Hacker News new | ask | show | jobs
by jcampbell1 4542 days ago
Other than "substring", how often do you really run into this problem? I have never had a problem with PHP and UTF-8.

Oh, good luck trying to match all unicode punctuation with Python/Javascript. With php it is as simple as preg_match('/\pP/u'

I deal with a lot of UTF-8 issues, and while php is super ugly, there are pretty good solutions in cases where it requires ugly hacks in other languages.

5 comments

It's a common misconception. Many people don't understand that the normal string functions are perfectly safe on UTF-8, as long as you don't use hardcoded lengths or offsets. I.e. substr($str, 0, 50) is not safe due to the explicit "50" in there, but substr($str, 0, strpos($str, "foo")) will work correctly on any well-formed UTF-8.
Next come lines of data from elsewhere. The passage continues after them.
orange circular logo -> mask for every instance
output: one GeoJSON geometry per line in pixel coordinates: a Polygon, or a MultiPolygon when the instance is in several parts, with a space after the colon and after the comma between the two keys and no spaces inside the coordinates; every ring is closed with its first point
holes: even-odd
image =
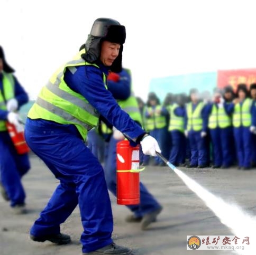
{"type": "Polygon", "coordinates": [[[197,250],[201,245],[201,240],[198,237],[192,235],[188,239],[188,246],[191,250],[197,250]]]}

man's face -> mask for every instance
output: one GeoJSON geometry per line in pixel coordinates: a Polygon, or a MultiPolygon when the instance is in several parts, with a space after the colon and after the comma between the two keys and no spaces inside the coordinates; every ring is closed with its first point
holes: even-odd
{"type": "Polygon", "coordinates": [[[196,102],[199,99],[199,95],[198,93],[192,93],[190,95],[191,101],[192,102],[196,102]]]}
{"type": "Polygon", "coordinates": [[[251,97],[253,100],[256,100],[256,89],[252,89],[251,90],[251,97]]]}
{"type": "Polygon", "coordinates": [[[232,99],[232,93],[230,91],[225,92],[224,98],[227,100],[231,100],[232,99]]]}
{"type": "Polygon", "coordinates": [[[4,64],[3,63],[3,59],[0,59],[0,73],[3,72],[3,70],[4,69],[4,64]]]}
{"type": "Polygon", "coordinates": [[[110,67],[117,57],[120,50],[120,44],[104,41],[102,44],[100,61],[104,65],[110,67]]]}
{"type": "Polygon", "coordinates": [[[242,100],[244,99],[246,97],[246,95],[245,95],[245,93],[244,93],[244,91],[243,90],[242,90],[241,89],[240,89],[238,91],[238,97],[240,99],[242,99],[242,100]]]}

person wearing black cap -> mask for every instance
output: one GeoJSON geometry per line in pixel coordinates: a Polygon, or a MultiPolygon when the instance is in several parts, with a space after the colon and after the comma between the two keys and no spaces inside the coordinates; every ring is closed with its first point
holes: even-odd
{"type": "Polygon", "coordinates": [[[29,97],[7,64],[0,46],[0,188],[3,197],[10,201],[15,214],[26,212],[25,191],[21,177],[30,168],[28,154],[19,155],[7,130],[6,122],[20,129],[20,107],[29,97]]]}
{"type": "Polygon", "coordinates": [[[217,103],[218,120],[220,126],[220,141],[222,154],[221,168],[228,168],[236,162],[236,152],[234,141],[232,114],[227,112],[226,108],[235,97],[233,88],[227,85],[223,89],[223,96],[217,103]]]}
{"type": "Polygon", "coordinates": [[[251,167],[252,133],[252,100],[248,97],[246,84],[239,84],[237,98],[230,105],[225,106],[228,114],[232,113],[234,137],[238,160],[239,169],[248,170],[251,167]]]}
{"type": "Polygon", "coordinates": [[[250,93],[252,100],[252,125],[250,130],[252,135],[252,166],[256,166],[256,83],[250,86],[250,93]]]}
{"type": "Polygon", "coordinates": [[[93,25],[85,44],[42,89],[28,114],[25,139],[31,149],[60,180],[48,204],[30,230],[33,241],[70,242],[60,232],[78,204],[84,231],[83,254],[130,254],[113,243],[113,221],[102,166],[84,143],[99,115],[145,154],[160,152],[156,140],[123,111],[106,88],[109,70],[122,69],[125,28],[111,18],[93,25]]]}

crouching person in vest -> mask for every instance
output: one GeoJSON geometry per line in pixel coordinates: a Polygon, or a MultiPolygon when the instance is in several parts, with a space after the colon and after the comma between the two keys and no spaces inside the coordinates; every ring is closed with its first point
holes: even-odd
{"type": "Polygon", "coordinates": [[[239,169],[249,169],[251,167],[252,150],[252,101],[248,97],[246,85],[240,84],[236,91],[237,98],[233,103],[225,106],[228,113],[233,113],[234,138],[239,164],[239,169]]]}
{"type": "MultiPolygon", "coordinates": [[[[15,214],[26,212],[21,177],[30,168],[28,154],[18,154],[7,130],[7,121],[20,128],[17,111],[29,97],[6,63],[0,46],[0,188],[15,214]]],[[[22,128],[22,127],[21,127],[22,128]]]]}
{"type": "Polygon", "coordinates": [[[156,156],[160,151],[156,139],[121,109],[106,89],[109,70],[121,71],[125,39],[125,27],[119,22],[96,20],[85,45],[50,78],[28,114],[28,144],[60,182],[31,229],[34,241],[69,243],[60,225],[78,204],[83,254],[131,253],[112,239],[113,216],[104,171],[84,143],[102,115],[129,140],[141,141],[145,154],[156,156]]]}
{"type": "Polygon", "coordinates": [[[186,115],[184,95],[178,95],[176,102],[170,107],[169,131],[171,137],[172,146],[169,161],[175,166],[184,166],[187,147],[184,135],[186,115]]]}
{"type": "Polygon", "coordinates": [[[188,167],[204,168],[208,166],[207,115],[204,103],[199,100],[198,91],[192,89],[190,92],[191,102],[186,106],[185,135],[188,137],[191,151],[188,167]]]}
{"type": "MultiPolygon", "coordinates": [[[[107,87],[113,97],[117,100],[121,108],[140,126],[142,119],[136,98],[131,94],[131,78],[129,70],[123,69],[117,73],[111,73],[108,77],[107,87]]],[[[108,155],[104,166],[106,181],[108,190],[116,196],[116,144],[125,137],[119,130],[114,128],[113,135],[109,140],[108,155]]],[[[141,222],[144,230],[152,222],[156,221],[157,216],[162,210],[162,206],[148,191],[145,186],[140,183],[140,203],[138,205],[127,205],[132,212],[125,220],[127,222],[141,222]]]]}

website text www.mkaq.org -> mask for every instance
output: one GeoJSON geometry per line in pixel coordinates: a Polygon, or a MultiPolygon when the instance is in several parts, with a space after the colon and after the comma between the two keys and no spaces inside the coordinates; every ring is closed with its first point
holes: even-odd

If people have encoding issues in PHP it usually just means that they didn't manage to set up their database properly (you know, finding which one of the 10 encoding options in MySQL is the right one ;)
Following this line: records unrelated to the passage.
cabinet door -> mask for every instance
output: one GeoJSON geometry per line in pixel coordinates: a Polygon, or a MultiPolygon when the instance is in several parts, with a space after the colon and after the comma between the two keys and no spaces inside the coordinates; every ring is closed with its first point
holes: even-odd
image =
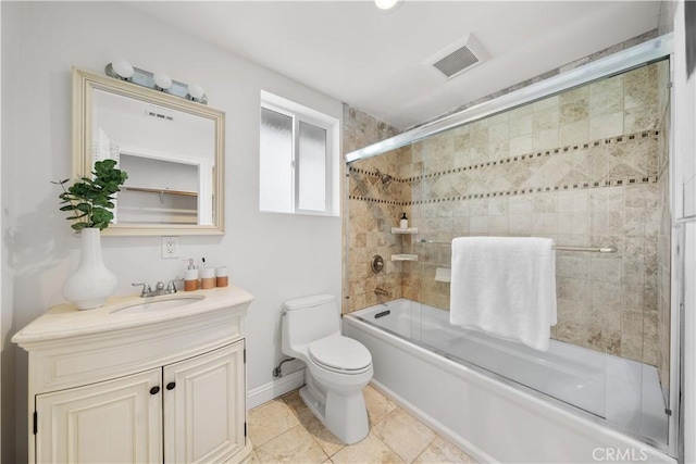
{"type": "Polygon", "coordinates": [[[164,366],[164,462],[224,462],[245,446],[244,340],[164,366]]]}
{"type": "Polygon", "coordinates": [[[36,462],[162,462],[161,381],[158,368],[37,394],[36,462]]]}

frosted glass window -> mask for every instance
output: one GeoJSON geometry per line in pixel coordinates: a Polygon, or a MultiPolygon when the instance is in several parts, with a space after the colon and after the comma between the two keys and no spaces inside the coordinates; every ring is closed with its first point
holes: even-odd
{"type": "Polygon", "coordinates": [[[261,109],[260,195],[261,211],[291,213],[294,206],[291,116],[261,109]]]}
{"type": "Polygon", "coordinates": [[[261,91],[261,211],[337,216],[340,122],[261,91]]]}
{"type": "Polygon", "coordinates": [[[326,211],[326,129],[300,122],[298,203],[308,211],[326,211]]]}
From my personal experience I've had a lot more issues with encoding in Python than I had in PHP - exactly because PHP ignores encoding and lets me deal with it.

PHP should keep everything as-is and simply add new data type for unicode strings. It should be utterly and completely incompatible with any current function that accepts strings:

    $binString = "hello";
    $unicodeString = u"Hello";
    strlen($binString); // 5
    strlen($unicodeString); // Error
And then developers can slowly start making functions and methods more unicode aware as necessary. Or make an entirely new string API. Then just have functions to take binary strings and convert them to unicode strings (providing an encoding) and unicode strings to binary strings (also providing an encoding).

This would be way safer and simpler than PHP6 or Python 3.

I agree. Python creates a lot of problems that are non-obvious. Like os.walk('.') works just fine, right up to the point where it silently trashes all unicode file names.
As I understand in PHP to work with Unicode you need to use Multibyte String Functions since Unicode encodes into 2+ bytes vs the traditional 1 byte. So doing a "substr" as per your example would not work unless you use "mb_substr".
Sorry, but PHP's string handling is abysmal.

- strlen can't be used for length checks if you care about length in characters, a problem compounded when you use a real database where field lengths are defined in characters instead of bytes

- the only way to iterate char by char instead of byte per byte is to use mb_substr, as there is no trick to make $str[$i] do anything but return bytes.

- the string and array API's have inverse ordering of their parameters, which means that after a decade of writing PHP I still can't remember which is which without looking it up

- Typing mb_ in front of everything is ugly enough, but it also makes autocompletion tricky, especially since the strings don't have methods. (e.g. $str->pos())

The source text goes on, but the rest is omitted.